AIH activity is often improved during pregnancy, however, most patients require pharmacological treatment to keep clinical stability or to treat flares.19 Corticosteroid therapy and azathioprine remain the mainstay of medical treatment of AIH. Corticosteroids are considered safe during pregnancy but are associated with an increased incidence of cleft palate when used during the first trimester.19 Azathioprine safety is classically less certain because it has been linked to congenital malformations in animals, and anaemia and myelosuppression.14 However, the expanding experience of its use in women with other autoimmune disorders and after heterologous transplantation shows that azathioprine is also a safe drug to use during gestation, and probably during breastfeeding as well.19

The mode of delivery is controversial, however, some authors consider that the rise in abdominal pressure in vaginal delivery using Valsalva manoeuvres increases portal hypertension and the risk of bleeding, that is the reason caesarean delivery is recommended.20

AIH is not a contraindication for pregnancy, and satisfactory maternal and neonatal outcomes can be achieved. For this, pregnancy must occur when the AIH is silent and medically under control at conception. Additionally, the outcome strongly depends on the severity of organ dysfunction at the beginning of pregnancy.
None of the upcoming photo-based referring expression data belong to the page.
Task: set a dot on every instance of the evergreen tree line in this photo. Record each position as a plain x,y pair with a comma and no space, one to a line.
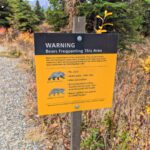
19,15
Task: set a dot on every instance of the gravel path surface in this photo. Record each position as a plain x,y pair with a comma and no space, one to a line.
13,88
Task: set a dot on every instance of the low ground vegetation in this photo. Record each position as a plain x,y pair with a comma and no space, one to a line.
125,126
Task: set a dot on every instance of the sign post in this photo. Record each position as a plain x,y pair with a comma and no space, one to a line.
76,117
75,72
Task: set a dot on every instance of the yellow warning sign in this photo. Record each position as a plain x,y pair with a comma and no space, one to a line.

To recap, disease control before pregnancy, correct evaluation of organ dysfunction and expert obstetrical care with regular assessment are essential to achieve the best obstetric outcome possible.

Pregnancy in patients with underlying cirrhosis represents a major challenge, in which safety and ideal management remain largely unknown.4

Learning points.

  • Autoimmune hepatitis (AIH) is not a contraindication for pregnancy.

  • Pregnancy should occur when the AIH is silent and medically under control at conception.

  • Outcome strongly depends on the severity of organ dysfunction at the beginning of pregnancy.

  • Oesophageal varices should be confirmed and treated during the second trimester to reduce the risk of upper gastrointestinal bleeding.

  • Expert obstetrical care with regular assessment is essential to achieve good obstetric outcomes.

Footnotes

Competing interests: None declared.

Patient consent: Obtained.

Provenance and peer review: Not commissioned; externally peer reviewed.